The Eiffel Tower quarter

    Standing sentinel over a great bend in the Seine as it flows southwest out of Paris is the monumental flagpole that is the Eiffel Tower. It surveys the most relentlessly splendid of all Paris's districts, embracing the palatial heights of the Trocadéro, on the Right Bank, and the wealthy, western swathe of the 7e(septième)arrondissement, on the Left. These are street vistas planned for sheer magnificence; as you look out across the river from the terrace of the Palais de Chaillot to the Eiffel Tower and the huge Ecole Militaire, or let your gaze run from the ornate Pont AlexandreIII past the parliament building to the vast Hôtel des Invalides, you are experiencing city design on a truly monumental scale.
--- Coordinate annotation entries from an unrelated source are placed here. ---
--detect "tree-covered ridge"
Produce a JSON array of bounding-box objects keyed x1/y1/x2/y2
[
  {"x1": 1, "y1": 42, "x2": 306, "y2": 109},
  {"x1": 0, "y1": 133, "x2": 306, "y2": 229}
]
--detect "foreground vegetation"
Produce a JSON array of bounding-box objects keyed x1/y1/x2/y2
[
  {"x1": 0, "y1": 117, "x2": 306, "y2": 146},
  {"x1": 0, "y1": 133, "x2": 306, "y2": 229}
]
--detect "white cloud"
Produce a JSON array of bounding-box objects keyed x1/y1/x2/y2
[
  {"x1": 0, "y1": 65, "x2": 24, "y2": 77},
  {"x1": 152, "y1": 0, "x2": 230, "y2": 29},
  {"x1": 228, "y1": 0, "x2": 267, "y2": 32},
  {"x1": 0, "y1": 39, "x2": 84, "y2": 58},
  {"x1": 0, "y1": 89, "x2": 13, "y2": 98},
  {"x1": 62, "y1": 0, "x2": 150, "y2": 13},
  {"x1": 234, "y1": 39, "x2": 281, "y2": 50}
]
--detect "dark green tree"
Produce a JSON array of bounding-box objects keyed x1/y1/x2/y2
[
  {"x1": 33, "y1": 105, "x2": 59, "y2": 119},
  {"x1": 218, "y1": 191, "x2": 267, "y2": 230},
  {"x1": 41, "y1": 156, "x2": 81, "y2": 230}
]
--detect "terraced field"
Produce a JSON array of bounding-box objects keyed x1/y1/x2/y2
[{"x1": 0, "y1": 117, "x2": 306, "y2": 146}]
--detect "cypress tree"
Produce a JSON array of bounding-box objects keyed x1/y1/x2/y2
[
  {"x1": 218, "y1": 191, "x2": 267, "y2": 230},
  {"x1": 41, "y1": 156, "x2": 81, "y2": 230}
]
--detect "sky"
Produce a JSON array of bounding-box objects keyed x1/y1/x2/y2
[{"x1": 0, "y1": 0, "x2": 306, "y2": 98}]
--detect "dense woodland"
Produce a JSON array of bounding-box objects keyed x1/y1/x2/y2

    Sparsely populated by diplomats, ministers and members of the old and new aristocracies, the area is nevertheless home to some compelling museums. Newest on the block in the Septième is the museum of "primitive" (or non-Western) art at Quai Branly, built at extravagant expense at the foot of the Eiffel Tower. At the other end of the scale, though close at hand, the city's museum of the sewer system is indeed found down in the sewers. A little further east, the huge military complex of Les Invalides is home to a gigantic war museum, while nearby the sculptor Rodin has a beautiful private house entirely devoted to his works. Across the river, in the Trocadéro quarter of the 16e arrondissement, the Musée Guimet displays a sumptuous collection of Asian Buddhist art, while the landmark Neoclassical Palais de Tokyo, Palais de Chaillot and Galliera, on the elevated north bank of the Seine, house museums devoted to modern and contemporary art, maritime life, fashion and architecture.